In vitro food production can also free up vast amounts of the earth’s surface for purposes other than agriculture, including, but not limited to, partial restoration of wilderness. According to the U.S. government:
The United States has a total land area of nearly 2.3 billion acres. In 2007, the major land uses were forestland at 671 million acres (30 percent); grassland pasture and rangeland at 614 million (27 percent); cropland at 408 million (18 percent); special uses (primarily parks and wildlife areas) at 313 million acres (14 percent); miscellaneous uses (like tundra or swamps) at 197 million acres (9 percent); and urban land at 61 million acres (3 percent).
It is absurd for environmentalists to fret about the 3 percent of American land that is sacrificed to cities and suburbs, while ignoring the 45 percent of U.S. land area consumed by farms and ranches which, by definition, replace the pre-existing ecosystem, whose aboriginal inhabitants are redefined as “weeds” and “pests” if they survive in the territory they have lost to mutant plants and animals originally bred in the Middle East (cattle, sheep, wheat) or Mesoamerica (corn).
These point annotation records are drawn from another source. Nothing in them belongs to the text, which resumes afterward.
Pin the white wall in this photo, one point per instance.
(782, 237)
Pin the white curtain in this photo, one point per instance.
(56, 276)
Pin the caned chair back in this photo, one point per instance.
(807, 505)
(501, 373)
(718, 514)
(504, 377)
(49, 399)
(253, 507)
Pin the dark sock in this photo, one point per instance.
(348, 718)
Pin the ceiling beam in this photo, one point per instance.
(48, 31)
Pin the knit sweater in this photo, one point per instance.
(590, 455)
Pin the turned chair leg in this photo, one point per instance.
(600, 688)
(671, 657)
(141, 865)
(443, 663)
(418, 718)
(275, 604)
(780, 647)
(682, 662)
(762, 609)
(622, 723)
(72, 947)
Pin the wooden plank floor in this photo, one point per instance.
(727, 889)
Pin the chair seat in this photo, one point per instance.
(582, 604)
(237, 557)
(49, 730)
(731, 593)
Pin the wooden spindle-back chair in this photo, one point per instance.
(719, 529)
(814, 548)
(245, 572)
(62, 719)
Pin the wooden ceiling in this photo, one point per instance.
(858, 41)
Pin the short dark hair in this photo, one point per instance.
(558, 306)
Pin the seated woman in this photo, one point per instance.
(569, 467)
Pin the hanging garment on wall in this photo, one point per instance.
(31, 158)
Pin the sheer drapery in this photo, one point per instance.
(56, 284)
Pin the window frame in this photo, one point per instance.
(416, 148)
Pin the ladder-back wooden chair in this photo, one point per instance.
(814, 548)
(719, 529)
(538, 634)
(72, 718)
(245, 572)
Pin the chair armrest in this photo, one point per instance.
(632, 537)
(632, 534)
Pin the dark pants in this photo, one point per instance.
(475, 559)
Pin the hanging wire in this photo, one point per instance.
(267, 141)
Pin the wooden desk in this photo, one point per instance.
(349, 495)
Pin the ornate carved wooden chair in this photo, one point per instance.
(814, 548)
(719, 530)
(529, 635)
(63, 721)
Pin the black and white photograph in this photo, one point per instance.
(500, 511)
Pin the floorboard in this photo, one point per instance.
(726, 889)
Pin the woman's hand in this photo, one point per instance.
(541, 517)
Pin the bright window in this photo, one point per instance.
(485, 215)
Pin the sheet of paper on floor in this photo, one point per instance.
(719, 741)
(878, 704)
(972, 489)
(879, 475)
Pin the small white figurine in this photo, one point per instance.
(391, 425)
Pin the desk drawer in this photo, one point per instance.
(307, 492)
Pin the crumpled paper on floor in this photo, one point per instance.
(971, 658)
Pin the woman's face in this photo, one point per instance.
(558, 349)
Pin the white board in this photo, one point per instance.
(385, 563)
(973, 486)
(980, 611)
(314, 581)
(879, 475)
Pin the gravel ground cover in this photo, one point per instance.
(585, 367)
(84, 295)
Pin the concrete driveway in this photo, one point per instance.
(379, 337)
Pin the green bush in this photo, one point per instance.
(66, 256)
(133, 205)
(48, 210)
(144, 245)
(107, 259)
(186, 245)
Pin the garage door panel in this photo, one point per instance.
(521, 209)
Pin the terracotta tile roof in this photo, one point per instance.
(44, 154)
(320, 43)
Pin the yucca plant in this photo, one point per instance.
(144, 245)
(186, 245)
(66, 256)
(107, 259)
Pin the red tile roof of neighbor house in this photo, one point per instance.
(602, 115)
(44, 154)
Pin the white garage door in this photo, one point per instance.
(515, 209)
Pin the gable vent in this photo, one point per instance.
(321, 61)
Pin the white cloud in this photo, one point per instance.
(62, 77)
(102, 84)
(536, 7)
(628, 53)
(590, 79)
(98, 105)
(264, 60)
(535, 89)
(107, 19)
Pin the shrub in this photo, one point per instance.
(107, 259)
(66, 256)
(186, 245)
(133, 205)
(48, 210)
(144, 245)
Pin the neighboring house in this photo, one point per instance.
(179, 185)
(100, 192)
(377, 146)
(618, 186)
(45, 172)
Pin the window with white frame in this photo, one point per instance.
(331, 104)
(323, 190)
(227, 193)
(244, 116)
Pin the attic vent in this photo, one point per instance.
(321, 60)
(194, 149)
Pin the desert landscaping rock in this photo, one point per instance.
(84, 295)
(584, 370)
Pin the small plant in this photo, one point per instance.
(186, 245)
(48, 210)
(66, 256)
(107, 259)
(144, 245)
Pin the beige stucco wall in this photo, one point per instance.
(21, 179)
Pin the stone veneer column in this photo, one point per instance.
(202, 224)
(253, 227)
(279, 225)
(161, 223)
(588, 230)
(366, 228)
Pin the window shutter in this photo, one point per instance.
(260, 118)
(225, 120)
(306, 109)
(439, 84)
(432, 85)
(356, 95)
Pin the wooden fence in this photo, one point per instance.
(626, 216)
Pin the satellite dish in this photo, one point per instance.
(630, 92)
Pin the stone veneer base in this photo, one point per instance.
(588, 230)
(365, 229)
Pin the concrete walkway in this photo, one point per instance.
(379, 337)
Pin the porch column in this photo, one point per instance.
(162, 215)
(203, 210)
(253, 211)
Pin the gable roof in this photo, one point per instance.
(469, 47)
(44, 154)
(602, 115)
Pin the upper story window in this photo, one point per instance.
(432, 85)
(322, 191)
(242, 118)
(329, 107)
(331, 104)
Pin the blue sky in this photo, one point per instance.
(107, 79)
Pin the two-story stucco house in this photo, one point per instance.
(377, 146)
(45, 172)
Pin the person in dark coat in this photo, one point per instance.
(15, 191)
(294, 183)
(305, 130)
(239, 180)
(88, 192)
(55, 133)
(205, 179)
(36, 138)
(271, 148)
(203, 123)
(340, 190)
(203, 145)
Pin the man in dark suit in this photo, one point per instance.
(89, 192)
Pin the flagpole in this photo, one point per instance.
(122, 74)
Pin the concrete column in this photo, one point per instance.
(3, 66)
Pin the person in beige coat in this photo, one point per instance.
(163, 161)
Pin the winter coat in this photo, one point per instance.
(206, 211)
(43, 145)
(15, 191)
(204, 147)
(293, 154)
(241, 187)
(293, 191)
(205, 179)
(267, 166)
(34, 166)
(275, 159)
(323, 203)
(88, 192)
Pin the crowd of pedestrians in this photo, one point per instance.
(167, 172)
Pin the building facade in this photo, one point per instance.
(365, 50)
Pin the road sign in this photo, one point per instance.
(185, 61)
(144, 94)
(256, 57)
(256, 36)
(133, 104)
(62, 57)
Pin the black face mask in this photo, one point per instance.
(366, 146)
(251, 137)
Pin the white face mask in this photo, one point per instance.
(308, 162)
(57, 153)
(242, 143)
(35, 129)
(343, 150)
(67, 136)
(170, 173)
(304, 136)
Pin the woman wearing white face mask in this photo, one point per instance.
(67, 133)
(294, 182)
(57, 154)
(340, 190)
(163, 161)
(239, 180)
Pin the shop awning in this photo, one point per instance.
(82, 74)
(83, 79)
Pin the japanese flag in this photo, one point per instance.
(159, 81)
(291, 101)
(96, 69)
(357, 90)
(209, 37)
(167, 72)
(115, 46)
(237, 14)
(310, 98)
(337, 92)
Only constant campaigns of extermination by farmers and ranchers can prevent the native wilderness from reclaiming its lost territory.
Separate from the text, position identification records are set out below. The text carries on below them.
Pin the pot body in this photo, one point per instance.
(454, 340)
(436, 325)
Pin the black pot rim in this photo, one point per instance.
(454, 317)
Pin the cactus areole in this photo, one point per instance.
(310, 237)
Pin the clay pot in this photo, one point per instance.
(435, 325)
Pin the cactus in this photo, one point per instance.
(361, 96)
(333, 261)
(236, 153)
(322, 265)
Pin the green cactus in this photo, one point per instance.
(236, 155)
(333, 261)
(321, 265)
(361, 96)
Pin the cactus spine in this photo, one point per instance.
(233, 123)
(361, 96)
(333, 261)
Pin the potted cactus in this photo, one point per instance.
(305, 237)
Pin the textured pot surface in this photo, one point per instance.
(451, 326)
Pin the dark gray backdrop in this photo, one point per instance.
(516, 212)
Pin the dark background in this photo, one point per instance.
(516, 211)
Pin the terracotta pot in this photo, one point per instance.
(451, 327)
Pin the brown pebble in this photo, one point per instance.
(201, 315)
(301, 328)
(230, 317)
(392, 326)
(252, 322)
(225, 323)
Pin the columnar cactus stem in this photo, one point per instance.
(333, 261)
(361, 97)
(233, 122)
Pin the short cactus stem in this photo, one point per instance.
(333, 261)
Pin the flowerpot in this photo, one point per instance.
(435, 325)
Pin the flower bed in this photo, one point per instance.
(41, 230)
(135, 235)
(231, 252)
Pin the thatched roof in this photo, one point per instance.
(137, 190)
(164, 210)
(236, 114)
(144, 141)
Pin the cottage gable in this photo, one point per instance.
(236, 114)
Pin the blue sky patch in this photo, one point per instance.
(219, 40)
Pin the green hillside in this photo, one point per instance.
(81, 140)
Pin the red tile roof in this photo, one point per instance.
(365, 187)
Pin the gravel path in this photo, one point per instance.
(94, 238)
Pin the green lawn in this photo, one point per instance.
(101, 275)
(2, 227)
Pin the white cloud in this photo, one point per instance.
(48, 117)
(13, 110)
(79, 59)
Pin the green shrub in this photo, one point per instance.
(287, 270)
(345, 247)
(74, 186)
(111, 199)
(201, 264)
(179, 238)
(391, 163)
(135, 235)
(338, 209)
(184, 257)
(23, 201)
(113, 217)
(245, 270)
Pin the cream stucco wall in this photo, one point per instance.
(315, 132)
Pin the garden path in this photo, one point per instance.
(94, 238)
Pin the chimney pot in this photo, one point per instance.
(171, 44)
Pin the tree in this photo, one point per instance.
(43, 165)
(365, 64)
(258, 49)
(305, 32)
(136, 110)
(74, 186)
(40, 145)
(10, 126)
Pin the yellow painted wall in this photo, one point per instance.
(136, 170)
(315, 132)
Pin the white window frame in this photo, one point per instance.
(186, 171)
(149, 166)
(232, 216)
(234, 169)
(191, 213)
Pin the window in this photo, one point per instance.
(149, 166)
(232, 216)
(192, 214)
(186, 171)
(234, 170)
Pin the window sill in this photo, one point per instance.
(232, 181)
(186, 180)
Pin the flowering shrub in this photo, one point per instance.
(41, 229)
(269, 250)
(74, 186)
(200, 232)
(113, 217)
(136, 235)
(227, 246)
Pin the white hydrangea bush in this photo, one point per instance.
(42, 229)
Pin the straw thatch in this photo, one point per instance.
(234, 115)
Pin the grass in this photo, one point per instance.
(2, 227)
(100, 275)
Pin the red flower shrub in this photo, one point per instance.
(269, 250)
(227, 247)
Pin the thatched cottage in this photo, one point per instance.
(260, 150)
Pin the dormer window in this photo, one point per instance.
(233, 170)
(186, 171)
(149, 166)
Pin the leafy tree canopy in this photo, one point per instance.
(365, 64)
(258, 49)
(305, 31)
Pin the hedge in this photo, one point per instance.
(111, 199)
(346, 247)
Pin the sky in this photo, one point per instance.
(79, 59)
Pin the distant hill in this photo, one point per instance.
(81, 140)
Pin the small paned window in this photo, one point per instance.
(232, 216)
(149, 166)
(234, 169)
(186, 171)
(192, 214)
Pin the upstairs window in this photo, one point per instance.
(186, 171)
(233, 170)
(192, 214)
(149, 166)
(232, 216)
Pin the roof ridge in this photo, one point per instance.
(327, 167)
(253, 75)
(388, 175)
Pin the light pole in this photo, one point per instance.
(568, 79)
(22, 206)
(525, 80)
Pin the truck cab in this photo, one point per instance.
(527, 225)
At their most extensive, hypothetical food factories, powered not by photosynthesis but by electricity, would occupy only a fraction of the space that is now taken up by farmland and grazing land. If, say, half of today’s American food production could come from GM crops, or, better yet, in vitro food factories, we could free up more than 20 percent of U.S. land – more than six times America’s combined urban land area – for reforestation and other kinds of re-wilding.
To be sure, in the Age of the Anthropocene, no “pure” wilderness is possible. Even wilderness regions are best thought of as managed parklands. Still, it would be nice to have more prairies and more wetlands in the U.S. — particularly in the area east of the Mississippi, where, chiefly because of the engrossment of land by agriculture, there are few public or private wilderness parks and game preserves.
I for one think that a prairie with buffalo and prairie dogs is more interesting than a corn field or a cattle pasture. Unwilling to wait for in vitro food, I’ve spent the last fifteen years rewilding most of a 50 acre tract in the Texas Hill Country, while leasing the rest for conventional farming. It’s amazing how quickly native grasses, trees and shrubs return, once land ceases to be farmed or grazed, and how rapidly populations of turkey, blue heron, rabbits, skunks and raccoons, among other critters, have rebounded. I won’t live to see it, but I like to imagine a future in which tigers prowl Chinese forests where today there are rice paddies, and wild horses again roam in European forests where today subsidized sheep graze in surplus pastures. All of this, without preventing ten billion or so people from living in mid-density cities or low-density suburbs, if they prefer. We can have urban sprawl and wilderness sprawl together—but only if we roll back farm sprawl and ranch sprawl.